Sudden cardiac arrest and death from cardiovascular disease are the most common causes of death in the general population. Regular bathing significantly reduces mortality from cardiovascular problems. Moreover, studies show that the higher the frequency of visits, the greater the benefit.
Understanding this creates new opportunities for the primary prevention of death from cardiovascular causes and sudden death from cardiac arrest.
Steaming in the bath is not only pleasant, but also useful. The metabolism is accelerated and the body is detoxified, exposure to high temperature improves blood circulation, lowers blood pressure and improves heart function.
All these factors contribute to the reduction of cardiovascular risks and mortality associated with them.
According to studies, visiting the sauna 2-3 times a week reduces cardiovascular risks by 22-27% compared to those who visit the steam room once a week. Those who visit the bath 4 to 7 times a week show even more convincing results – the risk of sudden death from cardiac arrest is reduced by 63%, the risk of death from coronary heart disease is lower by 48%, the risk of death from cardiovascular causes is reduced twice and mortality from all causes is reduced by 40% compared with those who used the sauna once a week. The results are pretty impressive!
Not only the frequency of visits to the steam room per week is important, but also the duration of the procedure. A stay of 10 to 20 minutes results in a 7% reduction in sudden cardiac death, while a session longer than 20 minutes improves this by up to 52%. It is important to note that the results remained unchanged even taking into account the influence of various negative factors – smoking, hypertension, high cholesterol, etc.
Thus, the bath is a good means of preventing cardiovascular risks, and regular use of the steam room is associated with a reduced risk of hypertension.
A few words about what processes occur in the body under conditions of high air temperature in the bath.

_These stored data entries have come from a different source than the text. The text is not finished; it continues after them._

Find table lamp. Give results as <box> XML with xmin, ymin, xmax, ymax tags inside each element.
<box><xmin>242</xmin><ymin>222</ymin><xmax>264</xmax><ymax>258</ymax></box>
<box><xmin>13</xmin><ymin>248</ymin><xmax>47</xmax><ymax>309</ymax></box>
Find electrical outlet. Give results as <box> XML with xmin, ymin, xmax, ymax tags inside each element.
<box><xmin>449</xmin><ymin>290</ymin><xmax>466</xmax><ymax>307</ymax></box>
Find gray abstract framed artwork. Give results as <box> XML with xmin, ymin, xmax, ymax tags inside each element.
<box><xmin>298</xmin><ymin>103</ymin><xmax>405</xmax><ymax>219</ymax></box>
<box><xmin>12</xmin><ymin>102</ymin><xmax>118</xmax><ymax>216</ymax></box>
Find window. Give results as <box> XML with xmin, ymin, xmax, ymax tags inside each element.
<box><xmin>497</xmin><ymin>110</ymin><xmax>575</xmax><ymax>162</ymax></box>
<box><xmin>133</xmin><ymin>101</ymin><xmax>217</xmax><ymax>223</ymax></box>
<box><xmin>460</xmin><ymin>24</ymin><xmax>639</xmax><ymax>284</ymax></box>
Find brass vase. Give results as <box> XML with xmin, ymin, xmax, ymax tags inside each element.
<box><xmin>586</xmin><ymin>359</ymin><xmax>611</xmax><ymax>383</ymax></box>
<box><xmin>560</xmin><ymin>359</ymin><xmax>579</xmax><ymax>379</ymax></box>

At high temperatures, the risk of protein damage increases and the body must take measures to survive in extreme conditions.
At the cell level, heat stress can damage the structure of proteins, which is unacceptable, because this would lead to a failure of metabolic pathways, oxidative stress and damage to certain parts of the cell, especially mitochondria.

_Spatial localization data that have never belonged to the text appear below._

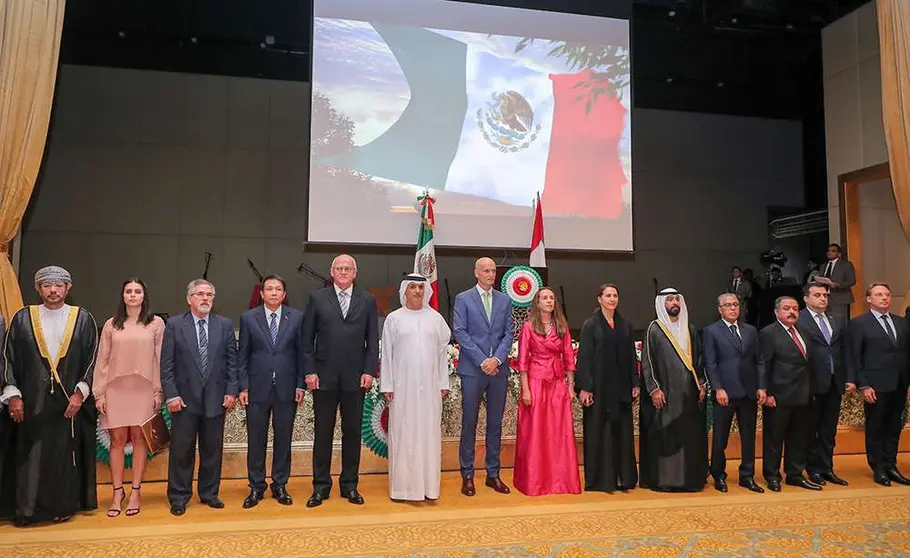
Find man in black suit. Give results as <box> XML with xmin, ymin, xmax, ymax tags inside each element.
<box><xmin>161</xmin><ymin>279</ymin><xmax>238</xmax><ymax>516</ymax></box>
<box><xmin>849</xmin><ymin>282</ymin><xmax>910</xmax><ymax>486</ymax></box>
<box><xmin>704</xmin><ymin>293</ymin><xmax>765</xmax><ymax>493</ymax></box>
<box><xmin>759</xmin><ymin>296</ymin><xmax>820</xmax><ymax>492</ymax></box>
<box><xmin>238</xmin><ymin>275</ymin><xmax>305</xmax><ymax>508</ymax></box>
<box><xmin>799</xmin><ymin>282</ymin><xmax>853</xmax><ymax>486</ymax></box>
<box><xmin>302</xmin><ymin>254</ymin><xmax>379</xmax><ymax>507</ymax></box>
<box><xmin>815</xmin><ymin>243</ymin><xmax>856</xmax><ymax>319</ymax></box>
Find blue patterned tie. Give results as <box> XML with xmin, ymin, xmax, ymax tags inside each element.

In the process of evolution, the body has developed protective mechanisms to resist such damage, one of which is associated with heat shock proteins, whose task is to control the correct folding of protein molecules under conditions of elevated temperature. (We can observe the effect of the loss of the normal functioning of the protein when the egg is boiled, when the protein acquires a solid structure).
When the temperature rises, the proteins of the human body unfold, losing the correct structure. When the temperature drops, proteins fold, but may not fold properly. Therefore, when the temperature rises, heat shock proteins bind to the unfolded protein and protect it from rapid misfolding.

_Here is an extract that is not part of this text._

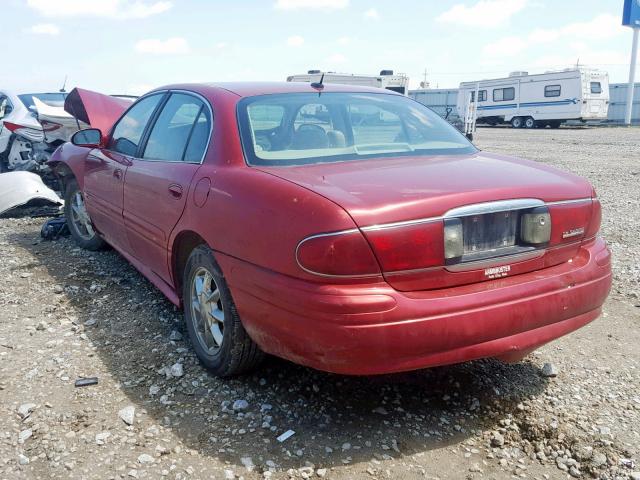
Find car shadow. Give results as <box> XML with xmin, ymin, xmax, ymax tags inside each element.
<box><xmin>9</xmin><ymin>228</ymin><xmax>550</xmax><ymax>473</ymax></box>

Some heat shock proteins are a large container inside which the protein has the opportunity to fold normally. If, as a result, the protein still turns out to be folded incorrectly, then the heat shock proteins send it for destruction. That is, autophagy is triggered in this way. Read more about autophagy in the article "Autophagy is a mechanism that increases lifespan".
Heat shock proteins are also present in cells under normal conditions, but their number increases sharply in stressful situations.
Heat shock proteins play an important role in the cardiovascular system. They are involved in the relaxation of blood vessels, in the development and functioning of smooth and skeletal muscles, and also prevent platelet aggregation.
For the prevention of cardiovascular risks, it does not matter which bath to use – a Finnish sauna, a Russian bath, a hammam, a Roman thermal bath or some other. Although all studies are based on the Finnish sauna, the decisive factors are the high air temperature, the frequency and duration of the sauna session.
Another thing is that in Finland there is a home sauna in almost every house, and the inhabitants of this country have the opportunity to devote half an hour every day to take a steam bath. In our country, it is difficult to imagine that every city dweller would go to the bathhouse, and the village dweller would heat the bathhouse more than once a week.
In addition, our compatriots do not associate a bath with something everyday. For most of the population, going to the bathhouse is a whole event, a special hours-long ritual, accompanied by alcoholic drinks, and sometimes a plentiful feast.
But, nevertheless, information about the benefits of the bath to reduce cardiovascular risks and mortality associated with it is provided, and everyone will decide for himself how to dispose of this information.